El Informe Anual de la Sostenibilidad ha constatado que la situación medioambiental del País Vasco ha mejorado en todos los ámbitos y que el Gobierno Vasco ha cumplido el 80% de los compromisos ambientales que se había marcado para el 2006.
Tras la reunión del Consejo de Gobierno que esta semana se trasladó a la comarca del Urdaibai por la celebración del Día Mundial del Medio Ambiente, la consejera de dicha área, Esther Larrañaga, ha valorado la evolución de nuestra sociedad en términos de desarrollo sostenible y ha anticipado los objetivos del Ejecutivo "para situar a Euskadi en el 2020, en el pelotón de cabeza de la sostenibilidad"
Las conclusiones del informe presentan "un balance general claramente positivo y esperanzador" respecto a los objetivos que se fijó el Ejecutivo en el Programa Marco Ambiental 2002-2006, que ahora toca a su fin, ya que "se ha conseguido un elevado nivel de eficacia en la implantación de los compromisos, en torno al 81%", y algunos de las materias pendientes se conseguirán pronto, como la Ley del Agua que se encuentra en fase de tramitación parlamentaria, según ha explicado la consejera.
El paso siguiente "es hacer un análisis de la incidencia en el campo ambiental de esos compromisos y, en función de ello, jerarquizarlos".
Entre los éxitos conseguidos hasta la fecha, Larrañaga ha destacado la mejora de la calidad de las aguas y del aire, la recuperación de suelos contaminados, la gestión de los residuos urbanos y de los industriales peligrosos, así como la ampliación de la red de espacios naturales protegidos.

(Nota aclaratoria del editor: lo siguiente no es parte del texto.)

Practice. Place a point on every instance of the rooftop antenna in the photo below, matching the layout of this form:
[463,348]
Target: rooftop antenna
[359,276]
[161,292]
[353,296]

También ha destacado que "se han sentado las bases para avanzar en la integración de las consideraciones ambientales en el conjunto de políticas, planes y programas que ha puesto en marcha el Gobierno Vasco" y que el reto a partir de ahora será coordinar todas esas actuaciones.
Puntos débiles
Entre los puntos débiles de la situación medioambiental de la Comunidad Autónoma, el informe señala la contaminación del aire, tanto ambiental como acústica, la artificialización del territorio que socava uno de nuestros más relevantes y escasos recursos naturales, el aumento de la generación de residuos urbanos y el escaso control de la emisión de gases de efecto invernadero que producen el cambio climático.
El nuevo plan que está elaborando el Gobierno, supone "un salto en nuestra ambición ambiental como país que avanza hacia un nuevo concepto de desarrollo que sea capaz de sentar las bases para que en 2020 se pueda entregar a la siguiente generación una Euskadi en la que los principales problemas ambientales hayan sido resueltos", ha dicho Larrañaga.
Objetivos para 2020
El propósito es "convertir para 2020 a nuestro país en una de las regiones europeas líderes en la lucha contra fenómenos globales como el cambio climático, preocupada por la calidad ambiental de sus pueblos y ciudades, y conocida por tener un territorio equilibrado y una biodiversidad protegida".
Para conseguirlo, el plan plantea "asegurar el futuro" y para ello, actuar frente al cambio climático y prepararnos para sus consecuencias; reforzar nuestro capital natural; mejorar la calidad ambiental de nuestros núcleos urbanos y caminar hacia un consumo y producción ambientalmente sostenibles.
Además, el Gobierno exigirá "dos grandes compromisos a la administración publica: colaborar en los planes de ayuda a países en vías de desarrollo, asumiendo la cuota de responsabilidad ambiental de la sociedad vasca a nivel internacional" y "entender la política ambiental como un contrato con la sociedad basado en la transparencia, la participación y la orientación a resultados".